Hon Chairperson, hon Minister and Deputy Minister, any other Ministers present, hon members and guests, my focus is going to be on human resources for health.
It is now widely accepted that the dire shortage of health workers in many places is among the most significant constraints to achieving the three health-related Millennium Development Goals: to reduce child mortality, improve maternal health, and combat HIV/Aids and other diseases, such as tuberculosis and malaria. Shortfalls exist in all categories of health workers.
The World Health Organisation clearly articulates the view that central to every health system, the health workforce is central in advancing a nation's health. It is the backbone.
It has been suggested that a nation's budget provides a clear indication of its policy priorities. In the case of the national health Budget Vote, it should however be taken into account that while provincial health budgets give effect to health priorities, via implementing departments, the national department provides leadership and co-ordination for health services in South Africa. Therefore its budget does not reflect actual implementation of health strategies and programmes.
The national Department of Health received a total allocation of just over R17 billion for the 2009-10 financial year, which translates to 3,9% of the total Budget. Of this, R306,5 million was allocated to personnel expenditure. This includes compensation of employees, as well as training and development. Therefore personnel expenditure constitutes 1,8% of the departmental allocation for 2009-10. On examining the budget allocation, our portfolio committee came to the conclusion that this R17 billion was quite inadequate. As a caring government, we would like to receive more and do more. A constraining budget is a handicap.
Compensation of employees increased from R287,7 million in the 2008-09 adjusted appropriation to R299,9 million in the present year. While this suggests a nominal increase of 4,24% from the previous financial year, in real terms expenditure on compensation of employees declined by 1,1%, when taking into account the impact of inflation.
Further, training expenditure as a percentage of compensation of employees remained stable. However, it declined significantly since 2007-08, when it constituted 3,7% of compensation of employees. The number of persons trained in the department declined to 261 in 2008-09, from 625 in 2007-08, so there is a remarkable decline there.

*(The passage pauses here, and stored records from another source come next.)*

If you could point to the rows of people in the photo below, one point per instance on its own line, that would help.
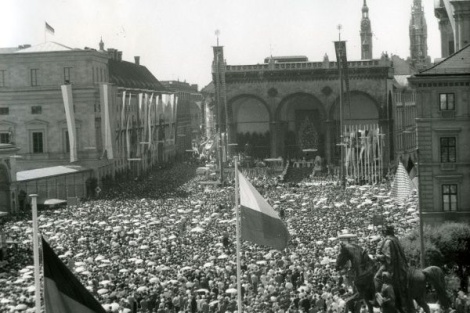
(166, 243)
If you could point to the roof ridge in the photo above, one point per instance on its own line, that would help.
(445, 59)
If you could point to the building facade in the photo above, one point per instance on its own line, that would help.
(83, 108)
(189, 115)
(418, 37)
(404, 101)
(454, 24)
(282, 104)
(443, 129)
(366, 34)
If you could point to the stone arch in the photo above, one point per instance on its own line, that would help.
(303, 95)
(302, 124)
(364, 107)
(4, 188)
(250, 123)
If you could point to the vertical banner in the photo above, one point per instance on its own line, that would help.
(70, 117)
(108, 145)
(145, 111)
(150, 115)
(123, 109)
(342, 60)
(139, 117)
(128, 133)
(138, 128)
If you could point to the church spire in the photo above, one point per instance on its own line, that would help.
(366, 34)
(418, 36)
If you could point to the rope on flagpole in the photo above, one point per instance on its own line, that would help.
(37, 285)
(237, 210)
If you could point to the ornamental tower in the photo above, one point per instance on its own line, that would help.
(366, 34)
(418, 37)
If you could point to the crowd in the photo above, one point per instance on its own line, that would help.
(166, 243)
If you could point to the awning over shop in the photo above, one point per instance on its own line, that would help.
(49, 172)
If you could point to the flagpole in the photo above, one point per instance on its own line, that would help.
(237, 209)
(37, 286)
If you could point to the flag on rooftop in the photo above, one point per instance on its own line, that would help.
(63, 292)
(402, 185)
(49, 28)
(260, 224)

Human resources for health cannot afford not to be seen within the context of primary health care. With the advent of democracy in 1994, South Africa's newly elected democratic government was faced with the challenge of transforming a highly inequitable and fragmented health care system. In addition, the health care system was biased towards curative care and the private sector. The transformation of the health system was operationalised through government's commitment to developing a unified health care system capable of delivering quality care to all, as envisioned in our Freedom Charter.
Key to efforts to ensure quality health services available to all South Africans, government adopted a district-based health care model, driven by the primary health care approach. This approach has at its core the reorientation and reorganisation of the health workforce. A more equitable distribution of the health workforce, broadening of the cadre of workers, sufficient numbers of health workers, as well as skills development to ensure appropriate and adequate care, have been at the centre of policy debates since 1994.
Research conducted during the late 1990s and early 2000s indicated that doctors and nurses were often ill-prepared to render services in primary care settings. Since then there has been significant expansion in needs and service expectations of the primary health care system, brought about by the HIV and Aids and TB epidemics. A related shift in disease burden towards chronic noncommunicable diseases will exacerbate this in future, and perhaps we will see that we will be having chronic noncommunicable diseases for quite some time in the future, unless we concentrate on things such as nutrition.
Skills requirements have therefore changed, and health sciences faculties are confronted with the need to restructure curricula and make decisions about teaching priorities, but to varying degrees, and focusing primarily on medical curricula. The general focus has been towards strengthening community-based education, to alter teaching methods to improve problem- solving and critical thinking skills, and to foster multidisciplinarity. However, the impact of these reforms has been not evaluated, and a comprehensive audit of health science curricula is urgently required, Minister, particularly in light of changing needs and service expectations. Questions need to be asked as to whether health professionals in general, and nurses in particular, are indeed prepared to address the changing burden of disease, and to function effectively in primary and community care settings. An important step in this direction is the Collaboration for Health Equity through Education and Research initiative, a research collaboration between all universities in the country to assess the educational factors that would improve the supply and retention of health professionals in rural and underserved areas.
Early evaluations of the community service programme suggest that new graduates continue to feel ill-prepared for service in rural areas and primary health care settings. Many expressed "a disjuncture between the academic training expectations and the actual conditions in the Public Service".
One graduate described his experiences as follows: "There wasn't enough emphasis on patient management in a lower level institution ..." [Time expired.] [Applause.]